Votre défense du nihilisme est intéressante. On ne peut pas nier que le courant nihiliste fasse partie de notre héritage philosophique, et de notre réflexion. Cela dit, il peut être une étape plutôt qu'une fin, à l'instar du scepticisme, et je trouve que votre éloge va parfois un peu trop loin.
Que faites-vous de l'heureux combattant nietzschéen, l'homme fort qui vit en acte plutôt qu'en puissance ?Et alors ? On se gardera de prendre pour modèle l'heureux homme, depourvu de tout élan créatif ; ce qui reviendrait à préférer le réconfort sans risque ni péril au plaisir de la recherche aventureuse.
Est-ce le cas du pré-ado rebelle qui fait sa petite crise et se dit nihiliste pour embêter ses parents ? Même s'il fume des joints, sniffe de la coke (ce qui reste rare chez les petits rebelz, mais existe néanmoins) par "nihilisme", s'il en ressent les effets physiologiques, cela fait-il de lui un courageux combattant de l'existence qui se "suicide chaque jour" ?Stupide car le nihiliste est mort des millions de fois, car il se suicide chaque jour.
Du petit bourgeois qui a tout ce qu'il veut et qui se paye le luxe d'une dépression, quand d'autres n'ont même pas le temps de réfléchir à leur vie car leur boulot c'est marche ou crève ?
Que le nihilisme soit une réflexion, je suis d'accord, mais il n'y a aucun besoin de dévoyer des concepts en disant du nihiliste qu'il "se suicide chaque jour".
Un soldat qui a survécu à des blessures par balle, lui connaît sûrement mieux la mort que n'importe quel auteur s'apitoyant sur son sort dans des essais à la qualité douteuse.

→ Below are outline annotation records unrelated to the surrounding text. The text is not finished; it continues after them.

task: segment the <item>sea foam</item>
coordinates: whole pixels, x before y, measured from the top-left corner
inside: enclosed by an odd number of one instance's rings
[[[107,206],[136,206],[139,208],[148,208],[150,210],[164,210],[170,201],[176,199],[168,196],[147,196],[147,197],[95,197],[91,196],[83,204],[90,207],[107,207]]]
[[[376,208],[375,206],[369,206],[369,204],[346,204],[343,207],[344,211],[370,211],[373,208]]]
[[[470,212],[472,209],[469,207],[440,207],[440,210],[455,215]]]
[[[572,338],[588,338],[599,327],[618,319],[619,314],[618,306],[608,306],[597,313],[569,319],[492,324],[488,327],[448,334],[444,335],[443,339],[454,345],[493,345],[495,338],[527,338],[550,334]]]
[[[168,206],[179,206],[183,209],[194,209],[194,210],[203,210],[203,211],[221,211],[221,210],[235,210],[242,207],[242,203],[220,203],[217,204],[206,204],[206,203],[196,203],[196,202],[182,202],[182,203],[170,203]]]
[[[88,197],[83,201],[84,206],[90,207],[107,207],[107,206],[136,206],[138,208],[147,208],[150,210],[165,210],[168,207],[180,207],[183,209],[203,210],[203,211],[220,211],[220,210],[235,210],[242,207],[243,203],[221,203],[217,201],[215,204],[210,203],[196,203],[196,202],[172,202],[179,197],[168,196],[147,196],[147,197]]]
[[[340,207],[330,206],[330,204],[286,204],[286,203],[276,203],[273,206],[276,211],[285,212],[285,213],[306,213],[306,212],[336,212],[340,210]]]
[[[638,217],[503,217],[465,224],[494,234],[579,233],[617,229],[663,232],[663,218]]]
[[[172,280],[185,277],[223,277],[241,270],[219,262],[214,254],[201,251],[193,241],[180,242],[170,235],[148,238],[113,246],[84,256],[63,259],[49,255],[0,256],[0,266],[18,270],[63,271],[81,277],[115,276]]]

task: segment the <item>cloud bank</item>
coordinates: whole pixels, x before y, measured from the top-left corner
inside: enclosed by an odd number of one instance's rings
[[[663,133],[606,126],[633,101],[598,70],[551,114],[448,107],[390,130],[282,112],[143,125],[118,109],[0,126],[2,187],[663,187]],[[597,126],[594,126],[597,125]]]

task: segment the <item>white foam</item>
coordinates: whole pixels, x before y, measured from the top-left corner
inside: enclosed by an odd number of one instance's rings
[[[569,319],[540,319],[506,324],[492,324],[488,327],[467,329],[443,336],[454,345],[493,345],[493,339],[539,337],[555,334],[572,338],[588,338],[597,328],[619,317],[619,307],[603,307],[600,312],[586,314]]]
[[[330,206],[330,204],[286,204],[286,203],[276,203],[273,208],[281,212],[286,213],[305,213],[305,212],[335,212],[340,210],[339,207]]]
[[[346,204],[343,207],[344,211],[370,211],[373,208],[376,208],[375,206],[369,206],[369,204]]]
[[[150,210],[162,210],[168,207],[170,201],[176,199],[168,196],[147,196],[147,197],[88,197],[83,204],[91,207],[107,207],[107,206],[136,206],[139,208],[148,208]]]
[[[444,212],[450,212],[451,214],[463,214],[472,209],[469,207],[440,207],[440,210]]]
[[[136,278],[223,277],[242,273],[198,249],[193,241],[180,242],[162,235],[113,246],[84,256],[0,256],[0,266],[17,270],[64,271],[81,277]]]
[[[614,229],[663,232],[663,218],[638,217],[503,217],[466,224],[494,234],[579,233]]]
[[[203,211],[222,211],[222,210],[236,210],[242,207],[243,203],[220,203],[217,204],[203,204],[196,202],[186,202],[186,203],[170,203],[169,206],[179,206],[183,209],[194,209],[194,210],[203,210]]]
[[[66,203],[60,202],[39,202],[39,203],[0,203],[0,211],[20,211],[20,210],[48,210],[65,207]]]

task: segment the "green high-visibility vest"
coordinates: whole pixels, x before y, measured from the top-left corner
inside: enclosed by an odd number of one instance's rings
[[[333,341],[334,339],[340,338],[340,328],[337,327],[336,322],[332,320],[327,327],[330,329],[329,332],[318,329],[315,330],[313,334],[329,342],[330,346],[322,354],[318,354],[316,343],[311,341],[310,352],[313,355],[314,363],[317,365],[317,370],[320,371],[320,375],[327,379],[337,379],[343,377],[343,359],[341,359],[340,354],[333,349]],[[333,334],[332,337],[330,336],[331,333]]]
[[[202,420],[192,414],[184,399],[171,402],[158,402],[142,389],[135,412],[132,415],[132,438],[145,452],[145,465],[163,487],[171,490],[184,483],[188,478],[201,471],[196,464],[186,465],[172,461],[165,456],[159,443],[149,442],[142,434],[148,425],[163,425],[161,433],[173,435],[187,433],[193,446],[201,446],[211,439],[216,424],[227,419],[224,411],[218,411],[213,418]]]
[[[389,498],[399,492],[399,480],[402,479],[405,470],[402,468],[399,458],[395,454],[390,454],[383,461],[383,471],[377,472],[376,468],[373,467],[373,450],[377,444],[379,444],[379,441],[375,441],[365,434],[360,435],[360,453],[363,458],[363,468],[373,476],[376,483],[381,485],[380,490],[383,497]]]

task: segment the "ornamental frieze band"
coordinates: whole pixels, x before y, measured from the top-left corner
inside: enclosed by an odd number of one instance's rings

Je respecte Beckett, Ionesco et d'autres auteurs de talent. J'apprécie particulièrement Cioran, qui fut un des rares nihilistes à vivre selon ses principes et à refuser toute distinction honorifiques. Mais ceux que j'apprécie le plus, ce sont des gens comme Ernst Jünger, Primo Levi ou même Wittgenstein, car ils ont vécu l'histoire au lieu de l'analyser froidement de derrière un bureau.